Friday, February 21, 2014

vomitorium

Secondo has embarked upon a science project venture, and it has been a bit rocky.

The first attempt was a bust. Only four seeds sprouted, out of 35 planted. This only seemed to prove that the seeds may have been a faulty batch, hardly the stuff upon which awards are bestowed.

Back to the beginning, with a different brand of seed.

The experiment has something to do with the effect of different fertilizers, and one of the fertilizers he ended up using was Fish Fertilizer.



If you have never smelled this stuff, imagine 1,000 decaying and putrifying fish. Liquified. Then condensed. Add a couple of batches of human vomit just to tune up the smell a bit.
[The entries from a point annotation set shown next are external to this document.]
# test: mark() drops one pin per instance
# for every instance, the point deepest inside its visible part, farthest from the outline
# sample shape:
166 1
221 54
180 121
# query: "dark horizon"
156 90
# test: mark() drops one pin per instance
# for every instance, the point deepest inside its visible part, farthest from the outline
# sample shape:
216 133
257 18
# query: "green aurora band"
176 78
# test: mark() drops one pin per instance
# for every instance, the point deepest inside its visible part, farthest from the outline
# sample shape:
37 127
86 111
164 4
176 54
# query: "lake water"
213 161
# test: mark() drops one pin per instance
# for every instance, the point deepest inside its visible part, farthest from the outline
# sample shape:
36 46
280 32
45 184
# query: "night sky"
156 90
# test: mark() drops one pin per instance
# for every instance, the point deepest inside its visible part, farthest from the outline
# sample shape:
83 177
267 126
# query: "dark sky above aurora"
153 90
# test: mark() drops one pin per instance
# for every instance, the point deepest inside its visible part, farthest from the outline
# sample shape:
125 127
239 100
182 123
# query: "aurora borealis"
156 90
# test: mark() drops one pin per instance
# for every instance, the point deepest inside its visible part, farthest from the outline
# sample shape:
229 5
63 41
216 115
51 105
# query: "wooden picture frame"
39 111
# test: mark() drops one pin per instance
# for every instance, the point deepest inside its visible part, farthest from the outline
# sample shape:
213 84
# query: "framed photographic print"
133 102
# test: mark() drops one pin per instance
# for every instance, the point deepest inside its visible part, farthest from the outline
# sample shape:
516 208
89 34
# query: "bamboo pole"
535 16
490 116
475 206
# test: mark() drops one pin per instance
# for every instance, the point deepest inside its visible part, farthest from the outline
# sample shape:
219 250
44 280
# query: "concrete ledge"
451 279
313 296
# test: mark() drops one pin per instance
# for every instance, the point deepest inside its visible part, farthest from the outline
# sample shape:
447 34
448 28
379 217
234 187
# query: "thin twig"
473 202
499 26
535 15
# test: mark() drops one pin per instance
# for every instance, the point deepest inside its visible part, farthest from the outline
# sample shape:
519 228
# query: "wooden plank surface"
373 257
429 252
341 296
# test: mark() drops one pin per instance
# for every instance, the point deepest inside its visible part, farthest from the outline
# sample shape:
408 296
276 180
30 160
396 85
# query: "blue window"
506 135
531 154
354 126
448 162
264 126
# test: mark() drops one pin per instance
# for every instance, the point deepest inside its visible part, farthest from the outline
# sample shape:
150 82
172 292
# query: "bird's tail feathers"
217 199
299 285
I am sure that it is great for your plants, but I can attest that it is not so great for your nose. Did I mention the experiment is being done in our basement?

Last night I was summoned to the basement by an angry shout that could only mean one thing; he had made a mess, and I was expected to clean it up, because that's the way the world works when you are a fifteen year old boy. Our laundry is in our basement, and the folding table is next to the plant grow lights, and...

Yup.

Fish fertilizer all over clean clothes, when he smacked the bottle against the folding table to dislodge a clog.

Despite my best attempts to clean it up, the nauseating odor of fish fertilizer still permeates the air. I get to spend plenty of time smelling it, too. Now I am worried that all my time down there has made my nose immune to the stench, and we are all going to be walking around smelling like a vomitorium, and we will have no idea. A scene straight out of Sponge Bob, and while Something Smells is one of my favorite episodes, I sure wish I wasn't living it.

1 comment:

  1. Um... perfect time to teach the young'uns to do their own laundry! That will give you more time for knitting!